Сказано было — прямее некуда, но Бару в качестве уступки подвела итог:
— Ты пишешь свою собственную историю. Вот что дает тебе власть.
В другом, более игривом настроении он мог бы изобразить облегченный вздох. Но не сейчас. Голос его звучал резко и ровно:
— Если ты хочешь достичь большего и намерена занять пост, которого, по–твоему, достойна… — Он поднял бокал и посмотрел на темно–рубиновую жидкость. — Если ты жаждешь заполучить настоящую власть — ту самую, что сделала нас повелителями твоей крохотной родины, то ты должна научиться управляться с любыми ее формами.
Пламя свечей на столе всколыхнулось от его выдоха.
— Кто ты? — прошептала Бару, не в силах сдержать любопытство. — Кто ты такой?

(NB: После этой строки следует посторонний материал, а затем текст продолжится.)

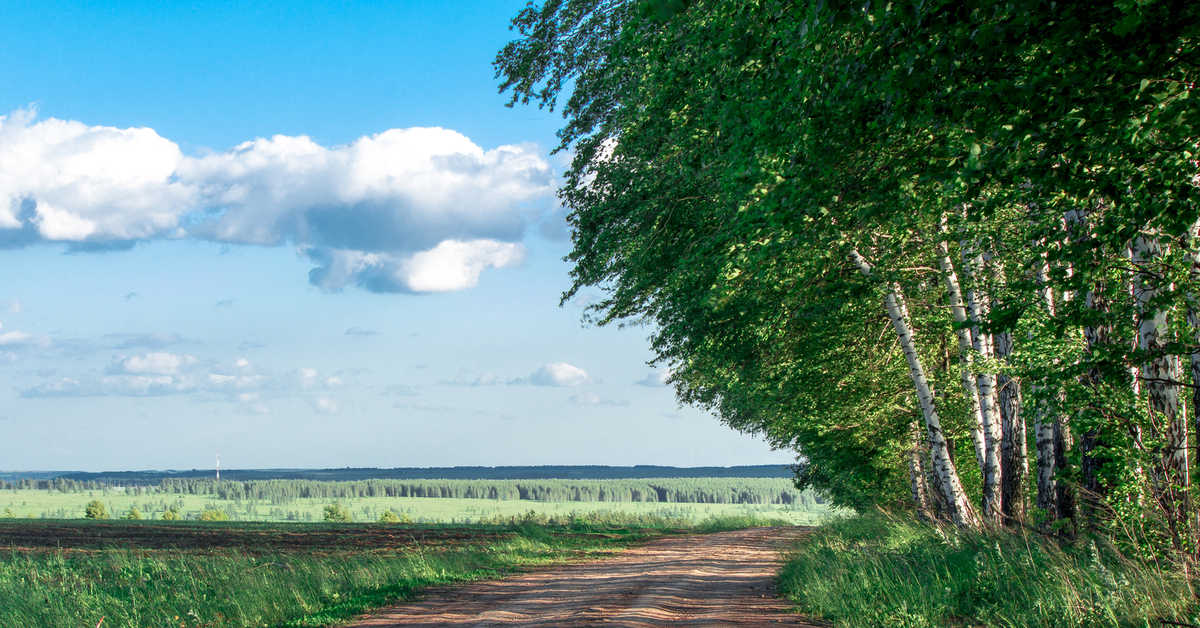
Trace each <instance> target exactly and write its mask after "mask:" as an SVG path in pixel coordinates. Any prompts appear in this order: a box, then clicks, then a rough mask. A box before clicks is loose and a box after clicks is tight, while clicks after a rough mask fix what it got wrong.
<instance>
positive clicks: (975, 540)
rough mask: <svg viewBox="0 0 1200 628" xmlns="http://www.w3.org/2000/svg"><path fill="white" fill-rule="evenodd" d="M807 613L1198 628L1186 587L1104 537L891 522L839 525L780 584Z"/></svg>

Кердин Фарьер поставил бокал на стол и вытянул руки перед собой.
— Здесь Парламент, — произнес он и поднял правую кисть. — А тут — Император на Безликом Троне, — добавил он и поднял левую руку.
Продолжить и завершить метафору он предоставил ей самой: за пустыми ладонями оказалась его голова.
— Ордвинн вскоре восстанет, — сообщила Бару. — А для мятежей требуются деньги. Поэтому ты и сделал меня счетоводом. Чтоб я нашла доказательства этому в счетных книгах.
Кердин Фарьер поднес к губам бокал и отхлебнул из него.
— Однажды я поспорил с моим товарищем Исихастом, — изрек он. — Он уверен, что ваша раса изначально неспособна к правлению. Что легкая островная жизнь и культура негигиеничных склонностей сделали вас мягкими и послушными. По его мнению, вы способны заниматься только земледелием и рыболовством, а в свободное время бездумно развлекаться. А еще он утверждал, что вам от рождения предопределено быть слугами, а не хозяевами, — поэтому мы и правим вами.
Бару напряглась.
— А ты?..
— Я поспорил с ним и сказал, что ты предотвратишь мятеж, — улыбнулся он, салютуя ей бокалом. — Но мне пора. У тебя уйма работы. Надеюсь, что мы увидимся в Фалькресте.
— Кто убил Су Олонори?
— Понятия не имею. Но я даже не пробовал выяснить. Наверное… — Кердин Фарьер на миг задержался на пороге. — Думаю, те же бунтовщики, которые явятся сюда, дабы убить тебя, когда ты вплотную приблизишься к заговорщикам и попробуешь остановить их.